Zapu also wants council to provide resolutions relevant to the partnership.

Mr Dube said council will respond to the petition in writing.

Bulawayo mayor, Councillor Solomon Madlala Mguni, also attracted huge backlash on his Facebook page after he posted urging residents to pay the money.

“Let’s play our part as residents. We need to ring fence this money towards roads rehabilitation in the parking management zone area,” posted Clr Mguni.

Residents reacted negatively with many saying the money did not correspond with service delivery while others said the council was out of touch with reality.

“We have politicians who are detached from reality. All you want is money from people who have no money and there is no corresponding service delivery on the opposite end,” wrote Brian Mathonsi.

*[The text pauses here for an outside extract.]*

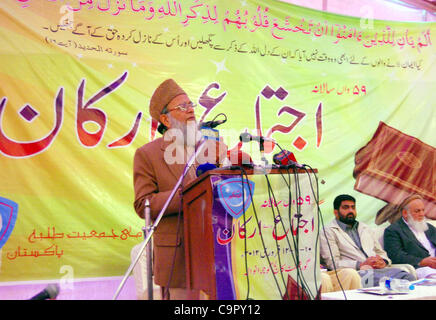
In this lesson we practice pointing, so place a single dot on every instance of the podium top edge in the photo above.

Hlanganani Dube said businesses operating in the city centre were losing business because of the parking fees.

“This is too much Your Worship. These fees are killing business in and around CBD, let’s say (you) want to do shopping at OK, do some transactions at Econet Bambanani, do some transactions at ZB bank, pay some insurances at First Mutual etc this will take over three hours,” he wrote.

“What about those working around CBD is there anything exemption for them. This is unrealistic and not fair to the general public, which by the way are your bosses because they are the electorate.

“Business people around CBD are losing business because the general public can’t afford the parking fees around CBD hence, they shun that area.”

Sikwila Tapiwa wrote: “Meaning, it a working day of eight hours, one should pay US$8? (If you) multiply this by six days (it) gives US$48 and if multiply it by four weeks it comes to US$192. In a month, someone must part away with US$192 for parking only? Is this normal?”

Sibangani Masumbika said council should have done consultations first.

“It was wrong and deliberate from the beginning not to have an all-inclusive consultative process to determine how the system was going to work. Problems can’t be solved by those who deliberately create them,” he said.